The first drivers to arrive back came in at about two-thirty. I instructed them as to where they should go, and told them to turn any of the other eight cars they might meet on the way. But I also asked them to get word up to me when every one was in. Otherwise it was impossible for me to know, and I had not the least desire to remain where I was any longer than absolute necessity required. The fast-moving German columns could not be very far away now.

Five o'clock showed on my watch. This was the hour I had set for myself to leave. And still there were the eight cars unaccounted for. The movement on the road was noticeably thinning, and the units coming by now were the ones which I knew were the last to retreat---tanks, motorized light artillery and machine-guns on motorcycles.

At a quarter past, an ambulance drove into the courtyard and pulled up in a literal cloud of dust. Hutchinson, his face wreathed in smiles as always, jumped out. "Hello, Pete," he greeted. "Had a helluva time getting back. The Frenchies said the place had been taken and did not want to let me pass." He chuckled. "I just said 'no compris French' and buzzed on by. All the cars are at Bouffemont. Let's get going." I named over the drivers that were out. "Well," he admitted, "I can't swear about Charlie Curtis. I'm sure I saw him, but I can't swear to it." We decided to wait until six, just to be sure that Charlie did not return to Corbeil-Cerf. We laughed, talked, killed the bottle of wine I had opened at lunch, and completely forgot about the damned Germans. Hutch has a contagious good humor, and although I am nineteen years his senior I never feel downhearted in his company.
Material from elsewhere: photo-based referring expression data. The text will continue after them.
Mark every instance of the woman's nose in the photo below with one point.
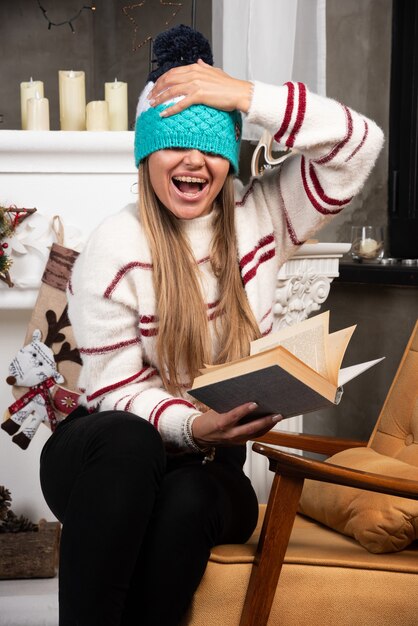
(194, 158)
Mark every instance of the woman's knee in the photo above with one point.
(115, 433)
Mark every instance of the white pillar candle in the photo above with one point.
(97, 115)
(37, 113)
(28, 90)
(72, 97)
(116, 95)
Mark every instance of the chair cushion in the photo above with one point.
(342, 583)
(379, 522)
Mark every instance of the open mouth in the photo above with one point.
(190, 186)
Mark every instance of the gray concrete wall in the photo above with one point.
(102, 46)
(358, 74)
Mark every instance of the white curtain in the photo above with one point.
(272, 41)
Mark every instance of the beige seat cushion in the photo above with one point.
(380, 523)
(327, 578)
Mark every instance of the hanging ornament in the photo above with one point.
(129, 9)
(10, 218)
No sign of Curtis at six, so we started off. Hutch led in his ambulance and I followed in the staff car. He took me along at such a clip that I had a hard time keeping up. When the roads were crowded with troops and refugees we drove over sidewalks and through fields. If there was a traffic jam I got out and with my whistle made way for the ambulance, which I explained was full of very seriously wounded. Only once did we get badly stuck and that was before Pontoise, where the last unblocked bridge across the Oise was located. German planes were bombing it and the traffic refused to budge, whistle and shout as I might. The planes missed the bridge, however, and we were soon across.

At Bouffemont we found Jimmy Worden and Burton waiting. They had been left there to tell us that the Section had moved farther on to Montmorency. This news took away my breath. Montmorency was practically a suburb of Paris, and I was beginning to learn that where we went the enemy was not far behind. Worden's statement that Curtis and all the other drivers were in reassured me, and that night we had a gala dinner in a restaurant to celebrate a reunion which in the morning no one had felt sure would ever take place. Both James and Fuller had tried to reach me, and had been turned back.